Dans son discours pour l’inauguration de la Foire du livre de Francfort, Emmanuel Macron rappelait l’anecdote du Faust de Goethe traduit par le jeune Nerval en 1830. A plus de 80 ans, le grand poète allemand avait trouvé cette traduction si épatante qu’elle lui avait permis, disait-il, de redécouvrir son œuvre. Il est vrai qu’à l’époque, dans l’Europe intellectuelle, tout le monde lisait le français…
Voici une seconde illustration de cet échange franco-allemand à travers un autre grand classique de la littérature. Goethe est toujours là, mais un peu plus jeune. Nous sommes en 1803. Grâce à son ami Schiller, qui fouille les archives de Catherine II à Saint-Pétersbourg, il vient de traduire la Satire seconde de Diderot sous le titre Rameaus Neffe, "Le neveu de Rameau".

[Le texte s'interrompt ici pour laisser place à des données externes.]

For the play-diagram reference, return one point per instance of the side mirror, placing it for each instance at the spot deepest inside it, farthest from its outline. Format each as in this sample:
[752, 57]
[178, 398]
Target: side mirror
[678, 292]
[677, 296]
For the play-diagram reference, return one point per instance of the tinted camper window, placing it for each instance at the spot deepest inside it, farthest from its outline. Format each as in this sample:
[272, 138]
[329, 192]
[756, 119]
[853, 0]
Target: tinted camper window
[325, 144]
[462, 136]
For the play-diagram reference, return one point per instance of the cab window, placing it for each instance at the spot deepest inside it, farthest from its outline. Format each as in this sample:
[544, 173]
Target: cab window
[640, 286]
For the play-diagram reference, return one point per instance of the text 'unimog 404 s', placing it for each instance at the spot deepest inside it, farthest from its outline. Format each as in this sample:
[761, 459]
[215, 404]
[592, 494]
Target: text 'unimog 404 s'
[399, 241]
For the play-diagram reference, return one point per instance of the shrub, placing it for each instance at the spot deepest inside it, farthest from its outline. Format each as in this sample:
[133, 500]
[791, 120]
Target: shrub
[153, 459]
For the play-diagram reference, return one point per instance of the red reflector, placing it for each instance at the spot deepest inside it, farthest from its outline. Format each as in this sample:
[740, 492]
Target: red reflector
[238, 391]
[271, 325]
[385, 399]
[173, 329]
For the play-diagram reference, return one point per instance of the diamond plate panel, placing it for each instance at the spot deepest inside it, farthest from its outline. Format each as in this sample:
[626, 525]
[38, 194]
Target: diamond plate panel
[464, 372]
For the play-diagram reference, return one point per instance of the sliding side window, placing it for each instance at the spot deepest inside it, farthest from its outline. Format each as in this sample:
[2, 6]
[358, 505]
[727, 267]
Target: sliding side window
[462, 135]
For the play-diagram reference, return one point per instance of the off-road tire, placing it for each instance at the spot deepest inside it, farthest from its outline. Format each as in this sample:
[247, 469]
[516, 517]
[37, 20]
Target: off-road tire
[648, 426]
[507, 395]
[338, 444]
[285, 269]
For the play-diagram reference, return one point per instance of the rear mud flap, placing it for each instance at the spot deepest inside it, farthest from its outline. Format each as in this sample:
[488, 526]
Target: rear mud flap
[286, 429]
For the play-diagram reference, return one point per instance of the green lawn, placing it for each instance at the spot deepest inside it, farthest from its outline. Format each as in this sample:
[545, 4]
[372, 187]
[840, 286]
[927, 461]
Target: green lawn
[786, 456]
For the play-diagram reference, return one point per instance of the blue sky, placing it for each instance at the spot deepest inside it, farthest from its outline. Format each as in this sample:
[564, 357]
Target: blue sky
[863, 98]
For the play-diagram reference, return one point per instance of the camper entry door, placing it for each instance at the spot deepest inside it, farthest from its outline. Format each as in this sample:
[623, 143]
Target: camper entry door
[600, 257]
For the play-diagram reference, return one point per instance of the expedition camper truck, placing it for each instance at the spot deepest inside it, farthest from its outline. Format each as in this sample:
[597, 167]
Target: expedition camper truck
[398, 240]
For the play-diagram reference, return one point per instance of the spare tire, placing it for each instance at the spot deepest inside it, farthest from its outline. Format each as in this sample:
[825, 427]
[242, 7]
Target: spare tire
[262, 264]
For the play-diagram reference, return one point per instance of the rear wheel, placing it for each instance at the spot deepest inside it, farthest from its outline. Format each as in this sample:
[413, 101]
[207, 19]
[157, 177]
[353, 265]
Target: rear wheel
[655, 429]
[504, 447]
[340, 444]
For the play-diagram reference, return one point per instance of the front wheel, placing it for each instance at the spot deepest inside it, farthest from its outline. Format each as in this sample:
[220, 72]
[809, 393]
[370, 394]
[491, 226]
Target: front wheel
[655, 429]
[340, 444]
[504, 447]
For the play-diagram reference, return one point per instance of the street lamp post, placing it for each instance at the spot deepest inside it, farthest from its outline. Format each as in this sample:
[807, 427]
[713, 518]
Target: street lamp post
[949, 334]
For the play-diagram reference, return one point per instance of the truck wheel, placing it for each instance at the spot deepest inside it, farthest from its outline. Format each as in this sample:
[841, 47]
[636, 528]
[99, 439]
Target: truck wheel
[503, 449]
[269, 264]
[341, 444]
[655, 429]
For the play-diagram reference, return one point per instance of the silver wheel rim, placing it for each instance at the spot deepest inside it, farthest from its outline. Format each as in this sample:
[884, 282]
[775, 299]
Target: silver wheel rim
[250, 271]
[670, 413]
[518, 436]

En France, on pense d’abord à un canular car on ne retrouve aucune trace du manuscrit original. En 1821, faute de mieux, Joseph-Henri de Saur et Léonce de Saint-Geniès retraduisent le texte de Goethe en français. Ce "Neveu" d’outre-Rhin s’impose jusqu’à ce que le manuscrit autographe de Diderot refasse miraculeusement surface à la fin du XIXe siècle.
Jacques Berchtold et Michel Delon dévoilent cette histoire stupéfiante et proposent les trois textes : la traduction de Goethe, la rétrotraduction des deux aristocrates et l’original de Diderot.
A travers l’aventure des manuscrits du Neveu de Rameau, ce livre nous propose de revenir sur un grand écrit philosophique et moral du XVIIIe siècle. C’est également un essai sur la traduction, sur la fidélité à l’égard d’un chef-d’œuvre qui traverse les cultures et sur la manière dont il est reçu. L. L.